The auction looked like it might be a humiliating episode with the old girl fetching a starting bid of just $10, with offers crawling to a few thousand in the first days.

But after a flurry of late offers from a total of 19 bidders it finally went to Donald Slovak of Valatie, N.Y.

The price is a significant deal compared to the $500,000 which the Governors Island Preservation and Education Corporation paid the Steamship Authority for the ferry back in 2006.

She proved a lemon for the corporation, the board governing a 172-acre stretch of land east of lower Manhattan and a few hundred yards north of Brooklyn. The organization had planned to use the ferry as a back-up vessel for the tiny journey made by thousands of tourists to the island during the summer months.

But following a six-month inspection, they declared their purchase an unseaworthy rust bucket.

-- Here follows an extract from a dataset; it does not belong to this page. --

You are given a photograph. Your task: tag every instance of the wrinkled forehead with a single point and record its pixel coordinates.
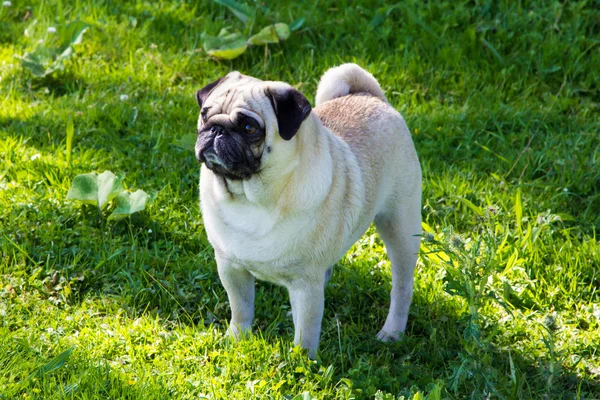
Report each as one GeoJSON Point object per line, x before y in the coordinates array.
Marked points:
{"type": "Point", "coordinates": [235, 92]}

The Islander, which has a capacity of 770 passengers and 47 vehicles, was acquired in 1950 for $1,010,343.

Jon Myers, a spokesman for the Governors Island corporation, said the repair would run into the millions. The organization decided to put it up for sale instead.

Mr. Slovak operates a fruit farm in Valatie and Slovak Auto Transport, a trucking company headquartered in Shaddock Landing, New York. He made the required $3,000 deposit for the ferry earlier this week, and must arrange pick up of the ferry from New York harbor.

Not a commercial ferry operator, Mr. Slovak, who could not be reached yesterday for comment, may well decide to sell the Islander off piece by piece for scrap.

The Islander now joins other Steamship Authority ferries that have been put out to pasture — or the ocean-going version of such — and eventually met with untimely ends.

The Nobska, the last coastal steamer in America that operated on the Vineyard run between 1925 and 1973, finally went under the wrecking ball at the Charlestown Navy Yard in June of 2006. After she went off the Vineyard run, the Nobska was a restaurant in Baltimore for awhile, and then was the subject of a long and ultimately unsuccessful campaign to restore her as a museum ship.

The ferry Naushon, the last of the SSA steamers and a favorite old vessel among Islanders with her elegantly rounded hull and grand staterooms, left for a new life as a casino ferry in 1989 and has not been heard from since.

The ferry Schamonchi, a somewhat homely girl that was built in Maine in 1978 and ran between New Bedford and the Vineyard as a passenger ferry for more than 20 years, left for New York city in July of 2005 after the SSA had bought and decommissioned her. The Schamonchi was bought by Caribbean Shipping and Marine Services of Flushing, N.Y. The company paid a little over $100,000 for the ferry and had plans to refurbish the ferry and use it as a party boat.

But this winter the Schamonchi turned up in New York Harbor as someone’s home — The New York Times ran a story about it.

And so it seems that old ferries never really retire; instead they just fade away.